Bonne nouvelle, Sigmund Freud appartient désormais à tout le monde. Tombé dans le domaine public le 1er janvier 2010, il échappe ainsi à l’emprise de l’Association internationale de psychanalyse (IPA) qui, jusqu’ici, détenait le droit exclusif de choisir ses traducteurs. En France, la publication de l’œuvre demeurait en outre le domaine réservé de ses trois éditeurs historiques: Payot, Gallimard et les PUF. C’est fini; tous ces gardiens du temple freudien sont dépouillés de leurs privilèges.
Cette situation nouvelle explique le déluge éditorial qui fait resurgir les grandes œuvres de Freud sous diverses formes et formats. Editeur des œuvres complètes, les PUF sortent onze titres dans leur collection de poche Quadrige durant le seul mois de janvier. Au même moment, Payot en publie trois dans sa Petite bibliothèque Payot. Tandis que Gallimard fait paraître cinq nouveaux volumes en Folio Essais.
Diversité des traductions. Mais il y a aussi des nouveaux venus qui s’invitent au banquet des éditeurs de Freud. Le Seuil, qui lance plusieurs traductions inédites (dont celle de L’interprétation du rêve). Et Flammarion qui fait de même en promettant une quinzaine de titres dans sa collection Champs d’ici au mois de mai. Planifiée de longue date, cette offensive éditoriale favorise la pluralité des traductions, dont les différences s’affichent jusque dans le titre des ouvrages, Le malaise dans la civilisation du Seuil se retrouvant ainsi concurrencé par Le malaise dans la culture de Flammarion.
Ce qu’on ignore souvent, c’est que Freud est lisible. Si Lacan et le lacanisme se sont noyés dans un jargon de secte, le père de la psychanalyse était en revanche parfaitement clair. Trop clair, peut-être, puisqu’il s’est trouvé, en France, toute une armée de traducteurs qui se sont donné beaucoup de mal pour l’obscurcir.

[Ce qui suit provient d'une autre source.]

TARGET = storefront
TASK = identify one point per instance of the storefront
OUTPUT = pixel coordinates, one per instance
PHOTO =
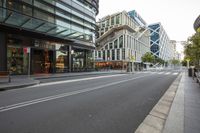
(34, 56)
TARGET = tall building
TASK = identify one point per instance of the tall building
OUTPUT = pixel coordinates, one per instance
(160, 42)
(121, 42)
(47, 36)
(197, 24)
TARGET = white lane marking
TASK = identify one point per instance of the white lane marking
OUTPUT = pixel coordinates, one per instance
(40, 100)
(74, 80)
(175, 73)
(167, 73)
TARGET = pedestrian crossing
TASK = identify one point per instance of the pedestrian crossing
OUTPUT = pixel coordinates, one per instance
(161, 73)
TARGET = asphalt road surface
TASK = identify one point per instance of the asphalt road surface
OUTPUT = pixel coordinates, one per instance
(101, 104)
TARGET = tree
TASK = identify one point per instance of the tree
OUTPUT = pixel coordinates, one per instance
(148, 57)
(192, 50)
(175, 62)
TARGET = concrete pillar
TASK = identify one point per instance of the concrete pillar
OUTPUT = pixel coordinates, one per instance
(3, 52)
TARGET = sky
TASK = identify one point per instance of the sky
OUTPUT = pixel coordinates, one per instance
(176, 16)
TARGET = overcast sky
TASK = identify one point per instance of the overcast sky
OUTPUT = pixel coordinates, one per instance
(176, 16)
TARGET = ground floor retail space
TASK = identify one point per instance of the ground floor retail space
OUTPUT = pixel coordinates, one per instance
(26, 55)
(118, 65)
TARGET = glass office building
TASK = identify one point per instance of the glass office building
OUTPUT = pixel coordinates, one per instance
(197, 24)
(47, 36)
(160, 42)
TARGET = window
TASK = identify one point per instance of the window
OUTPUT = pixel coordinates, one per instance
(123, 54)
(104, 55)
(106, 47)
(115, 44)
(99, 54)
(118, 19)
(113, 54)
(103, 24)
(120, 41)
(107, 22)
(43, 6)
(43, 16)
(118, 54)
(27, 1)
(112, 21)
(108, 54)
(110, 45)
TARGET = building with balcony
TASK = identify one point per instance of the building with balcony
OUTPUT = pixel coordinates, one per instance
(47, 36)
(160, 42)
(121, 43)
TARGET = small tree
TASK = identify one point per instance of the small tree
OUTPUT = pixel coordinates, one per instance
(148, 57)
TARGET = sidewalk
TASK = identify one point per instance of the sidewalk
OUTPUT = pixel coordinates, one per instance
(178, 112)
(21, 81)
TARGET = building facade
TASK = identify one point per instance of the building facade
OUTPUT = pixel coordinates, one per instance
(47, 36)
(121, 42)
(197, 24)
(160, 42)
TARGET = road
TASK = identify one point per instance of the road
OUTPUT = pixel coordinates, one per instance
(102, 104)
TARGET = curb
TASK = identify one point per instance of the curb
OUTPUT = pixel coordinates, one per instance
(9, 87)
(61, 76)
(156, 119)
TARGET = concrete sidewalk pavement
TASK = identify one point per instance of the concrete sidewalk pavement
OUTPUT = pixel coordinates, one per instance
(177, 111)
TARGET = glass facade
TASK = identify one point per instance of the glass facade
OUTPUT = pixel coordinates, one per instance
(53, 28)
(71, 19)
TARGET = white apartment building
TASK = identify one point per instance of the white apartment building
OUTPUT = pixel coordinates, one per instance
(121, 42)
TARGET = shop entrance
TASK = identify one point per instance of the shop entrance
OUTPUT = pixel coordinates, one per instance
(42, 61)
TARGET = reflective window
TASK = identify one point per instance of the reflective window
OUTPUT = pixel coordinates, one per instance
(113, 54)
(43, 6)
(123, 54)
(43, 16)
(27, 1)
(99, 54)
(116, 44)
(112, 21)
(108, 54)
(120, 41)
(118, 19)
(110, 45)
(118, 54)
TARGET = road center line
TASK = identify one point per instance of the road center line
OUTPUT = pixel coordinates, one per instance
(40, 100)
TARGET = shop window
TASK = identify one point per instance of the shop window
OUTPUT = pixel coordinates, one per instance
(108, 54)
(118, 54)
(62, 61)
(19, 7)
(116, 44)
(117, 19)
(123, 54)
(110, 45)
(43, 6)
(43, 16)
(99, 54)
(104, 55)
(113, 54)
(106, 47)
(17, 60)
(107, 22)
(112, 20)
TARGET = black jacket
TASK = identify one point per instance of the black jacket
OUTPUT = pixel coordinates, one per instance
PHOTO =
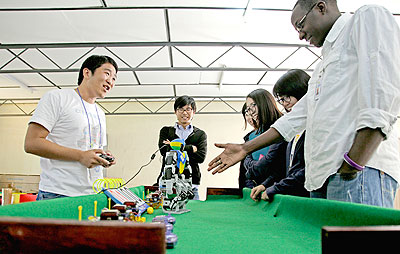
(293, 183)
(197, 138)
(270, 168)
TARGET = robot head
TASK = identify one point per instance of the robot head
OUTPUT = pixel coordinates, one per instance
(177, 144)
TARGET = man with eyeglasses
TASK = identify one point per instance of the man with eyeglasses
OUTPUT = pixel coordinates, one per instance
(195, 138)
(351, 106)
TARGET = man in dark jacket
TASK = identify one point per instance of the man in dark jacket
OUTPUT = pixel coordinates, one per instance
(288, 90)
(195, 138)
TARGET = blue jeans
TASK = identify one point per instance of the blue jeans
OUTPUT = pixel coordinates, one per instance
(42, 195)
(371, 187)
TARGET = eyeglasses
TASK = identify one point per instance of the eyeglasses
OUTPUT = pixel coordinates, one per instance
(188, 110)
(299, 26)
(283, 99)
(250, 109)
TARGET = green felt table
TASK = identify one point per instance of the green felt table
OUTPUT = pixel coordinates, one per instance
(232, 224)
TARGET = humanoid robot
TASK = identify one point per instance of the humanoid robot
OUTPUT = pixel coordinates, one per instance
(176, 180)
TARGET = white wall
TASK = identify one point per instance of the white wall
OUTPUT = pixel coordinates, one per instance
(132, 139)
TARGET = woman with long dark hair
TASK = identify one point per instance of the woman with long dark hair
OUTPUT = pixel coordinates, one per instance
(262, 108)
(288, 90)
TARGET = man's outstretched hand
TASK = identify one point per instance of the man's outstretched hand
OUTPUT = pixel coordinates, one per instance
(232, 154)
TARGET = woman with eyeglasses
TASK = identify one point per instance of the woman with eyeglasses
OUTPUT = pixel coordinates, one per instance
(288, 90)
(195, 138)
(248, 119)
(263, 112)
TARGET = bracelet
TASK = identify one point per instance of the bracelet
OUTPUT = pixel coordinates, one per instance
(352, 163)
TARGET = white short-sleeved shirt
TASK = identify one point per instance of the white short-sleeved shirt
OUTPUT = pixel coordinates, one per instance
(62, 113)
(355, 86)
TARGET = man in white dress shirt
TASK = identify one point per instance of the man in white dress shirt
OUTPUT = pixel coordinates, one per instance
(350, 109)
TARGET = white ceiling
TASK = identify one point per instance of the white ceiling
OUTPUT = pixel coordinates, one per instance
(164, 48)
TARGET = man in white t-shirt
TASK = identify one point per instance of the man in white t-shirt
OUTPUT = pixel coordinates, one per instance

Les œuvres complètes des PUF sont ainsi à déconseiller fermement. Le célèbre psychanalyste Jean Laplanche, qui en dirige la publication, a eu la curieuse idée de considérer que Freud n’écrivait pas vraiment en allemand, mais en «freudien»: «Un idiome de l’allemand qui n’est pas l’allemand mais une langue inventée par Freud.» Plus curieux encore, cette idée saugrenue a été partagée par des traducteurs qui, par nuées, se sont précipités sur les textes pour les restituer en franco-freudien. Résultat: du charabia, une novlangue fumeuse et presque comique. L’historienne de la psychanalyse Elisabeth Roudinesco parle d’une «version pathologique de l’œuvre freudienne».
Ample et fluide. Que d’efforts pour rendre intimidant ce pauvre Freud... Alors qu’il ne l’est pas, même dans ses grandes œuvres comme Le malaise dans la civilisation dont Bernard Lortholary donne une nouvelle traduction (Points Seuil). Ici, rien ne fait obstacle au mouvement ample et fluide de la pensée: on reste saisi par ce livre tardif (1929) où se mêlent eros et thanatos, déployé entre l’héritage que Freud a reçu des Lumières et un horizon nettement plus crépusculaire.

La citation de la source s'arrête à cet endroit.